Sat. Nov 28th, 2020

Isle of Wight Observer News

The Island's Free Newspaper

Contact tracing app proving successful on the Island

3 min read
Tens of thousands of Islanders have downloaded the app since it was launched to the public on Thursday

Dr Geraint Lewis, the leader of the team behind the coronavirus contact tracing app being trialled on the Isle of Wight, says the pioneering operation is already proving a success.

Tens of thousands of Islanders have downloaded the app since it was launched to the public on Thursday, prompting Dr Lewis to say: “I can’t quite believe it. It has been amazing. There has been an overwhelming response as best as we can tell.”

Dr Lewis is on the Island closely monitoring the progress of the app, and public reaction to it, before it is rolled out across the rest of the UK. The idea of the app was only first thought about by Dr Lewis and his team in mid-March, and has prompted suggestions it has been rolled out too quickly.

But Dr Lewis said: “As far as we can tell the app is working as we would expect, but I would be pleased to hear about any teething problems. I am ever the optimist, but we are here to learn about any technical glitches that people encounter on the Island, so it is really important they give feedback through the app’s website.

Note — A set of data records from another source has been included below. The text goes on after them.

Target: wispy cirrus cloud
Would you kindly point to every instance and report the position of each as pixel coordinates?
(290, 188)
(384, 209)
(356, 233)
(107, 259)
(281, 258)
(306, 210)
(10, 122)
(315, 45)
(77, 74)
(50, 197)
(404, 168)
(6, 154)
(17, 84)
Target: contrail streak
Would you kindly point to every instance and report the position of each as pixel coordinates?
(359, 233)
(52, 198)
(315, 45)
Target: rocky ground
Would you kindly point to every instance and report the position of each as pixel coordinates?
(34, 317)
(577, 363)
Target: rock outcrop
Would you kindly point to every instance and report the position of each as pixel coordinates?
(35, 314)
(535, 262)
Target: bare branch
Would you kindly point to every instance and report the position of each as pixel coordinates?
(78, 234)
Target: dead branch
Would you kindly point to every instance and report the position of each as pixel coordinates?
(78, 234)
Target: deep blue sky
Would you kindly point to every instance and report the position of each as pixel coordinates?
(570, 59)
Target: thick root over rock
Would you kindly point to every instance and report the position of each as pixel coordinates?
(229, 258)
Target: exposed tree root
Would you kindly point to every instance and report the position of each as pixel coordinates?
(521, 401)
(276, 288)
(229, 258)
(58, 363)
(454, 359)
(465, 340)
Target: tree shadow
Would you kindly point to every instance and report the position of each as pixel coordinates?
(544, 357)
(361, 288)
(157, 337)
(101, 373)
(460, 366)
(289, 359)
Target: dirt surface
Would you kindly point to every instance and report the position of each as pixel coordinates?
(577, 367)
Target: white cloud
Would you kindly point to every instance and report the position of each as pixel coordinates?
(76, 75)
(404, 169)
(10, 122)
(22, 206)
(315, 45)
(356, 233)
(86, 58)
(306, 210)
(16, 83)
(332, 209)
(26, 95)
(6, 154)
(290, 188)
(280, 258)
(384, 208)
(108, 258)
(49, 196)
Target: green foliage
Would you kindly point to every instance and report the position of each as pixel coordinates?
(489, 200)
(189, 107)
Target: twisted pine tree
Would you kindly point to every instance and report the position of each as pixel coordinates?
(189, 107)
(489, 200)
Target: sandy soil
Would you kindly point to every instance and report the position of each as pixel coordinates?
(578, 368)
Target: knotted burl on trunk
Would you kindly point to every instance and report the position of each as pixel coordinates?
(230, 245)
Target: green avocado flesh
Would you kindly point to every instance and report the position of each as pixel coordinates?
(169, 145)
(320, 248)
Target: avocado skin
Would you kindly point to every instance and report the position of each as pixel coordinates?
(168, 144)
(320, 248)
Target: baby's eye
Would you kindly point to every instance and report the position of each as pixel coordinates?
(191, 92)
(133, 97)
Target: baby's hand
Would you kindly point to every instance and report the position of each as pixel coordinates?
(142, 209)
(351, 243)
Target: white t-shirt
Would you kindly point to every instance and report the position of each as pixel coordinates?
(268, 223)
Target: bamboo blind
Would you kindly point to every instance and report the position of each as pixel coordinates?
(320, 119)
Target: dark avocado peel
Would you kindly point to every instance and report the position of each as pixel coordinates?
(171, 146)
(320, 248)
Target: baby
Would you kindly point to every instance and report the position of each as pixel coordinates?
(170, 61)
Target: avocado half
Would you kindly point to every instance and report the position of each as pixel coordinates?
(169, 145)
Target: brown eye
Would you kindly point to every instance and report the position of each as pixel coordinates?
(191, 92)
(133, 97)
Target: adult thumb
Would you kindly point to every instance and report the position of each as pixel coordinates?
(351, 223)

“We are here to learn about how the app performs in real life. There are all sorts of scenarios, and it is impossible to come up with a complete list of those when you are sitting in an office block in London. So coming out into the real world is the only way to learn how the app actually works.”

Isle of Wight MP Bob Seely pointed out: “The whole point of having the app on the Island is that it will soon be rolled out nationally. So to find any glitches is not evidence of a flaw, but evidence of a successful action. I do find it frustrating to see the national media saying ‘there are glitches, so that means you have failed there and there’. Finding glitches is successful; that is my definition of what the Island is doing in supporting this.”

Many people found it initially difficult to find the app to download, because it was not available on their iPhones through the Apple App store or Google. But Dr Lewis explained: “That was a intentional step because we didn’t want the app to suddenly be downloaded by about 50 million people across the country. So we introduced that intermediary step for the Island phase, which we will be removing later on. But it was to stop vast swathes of people coming in, when we wanted it to be only for the Island initially. By the time we roll it out nationally, you will be able to search for the app like you would for any other app.

“Rolling it out in stages across the UK is certainly an option. There are some disadvantages in doing it that way, one being it could lead to confusion about areas, whereas the Island is one contained area.”

Asked why the app will only send out an alert after someone with symptoms has been close to other people for 15 minutes or more, Dr Lewis said: “The scientists’ studies show that is the best estimate at the moment. You have to be within two metres of someone for more than 15 minutes, so the app at the moment replicates that same assumption. One of the advantages of the app is that you can model the biology of a virus much more closely with a simple rule like two metres for 15 minutes. It will be amended and become more sophisticated over time, but that would have to be signed off by the Chief Medical Officer before we do anything.”